5. De voorzieningenrechter oordeelt dat de belangen van Ausnutria bij het voorkomen van de feitelijke openbaarmaking van de documenten nu zwaarder wegen. Het belang om de beroepsprocedure inhoudelijk verder te kunnen voeren geeft daarbij de doorslag. De belangen van het COKZ en Biofood wegen daartegenover minder zwaar. De voorzieningenrechter vindt het bedrijfsbelang van Biofood niet actueel: op de zitting is toegelicht dat in de civiele procedure op het vonnis van de rechtbank wordt gewacht en dat de documenten kunnen worden gebruikt in een mogelijke hogerberoepsprocedure. Dat is nu onvoldoende concreet. Als het belang van Biofood in het licht hiervan later concreter en spoedeisender wordt en als het beroep dan nog niet is behandeld, kan Biofood de voorzieningenrechter verzoeken om de schorsing van het bestreden besluit op te heffen, waarna de belangen van partijen opnieuw zullen worden gewogen bij de stand van zaken op dat moment.

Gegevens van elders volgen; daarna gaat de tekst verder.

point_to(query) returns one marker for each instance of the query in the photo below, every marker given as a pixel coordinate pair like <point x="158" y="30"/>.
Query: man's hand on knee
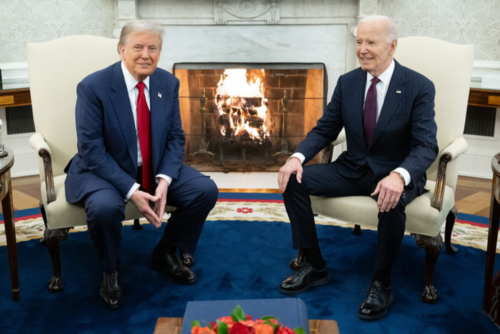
<point x="293" y="166"/>
<point x="161" y="194"/>
<point x="141" y="200"/>
<point x="389" y="191"/>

6. De voorzieningenrechter wijst het verzoek toe en schorst het bestreden besluit. De schorsing geldt totdat de rechtbank op het beroep heeft beslist.
7. Omdat de voorzieningenrechter het verzoek toewijst, moet het COKZ aan Ausnutria het door haar betaalde griffierecht vergoeden, en een vergoeding voor de proceskosten. Die vergoeding wordt met toepassing van het Besluit proceskosten bestuursrecht als volgt berekend. De bijstand door een gemachtigde levert 2 punten op (1 punt voor het indienen van het verzoek en 1 punt voor de aanwezigheid op de zitting met een waarde per punt van € 759,-), bij een wegingsfactor 1. Toegekend wordt € 1.518,-.
Deze uitspraak is gedaan door mr. K. de Meulder, voorzieningenrechter, in aanwezigheid van mr. R.P. Stehouwer, griffier. De beslissing is in het openbaar uitgesproken op 6 mei 2022.
de griffier is verhinderd om het
proces-verbaal te ondertekenen
griffier
voorzieningenrechter
Een afschrift van deze uitspraak is verzonden aan partijen op:

Bent u het niet eens met deze uitspraak?

Tegen deze uitspraak staat geen rechtsmiddel open.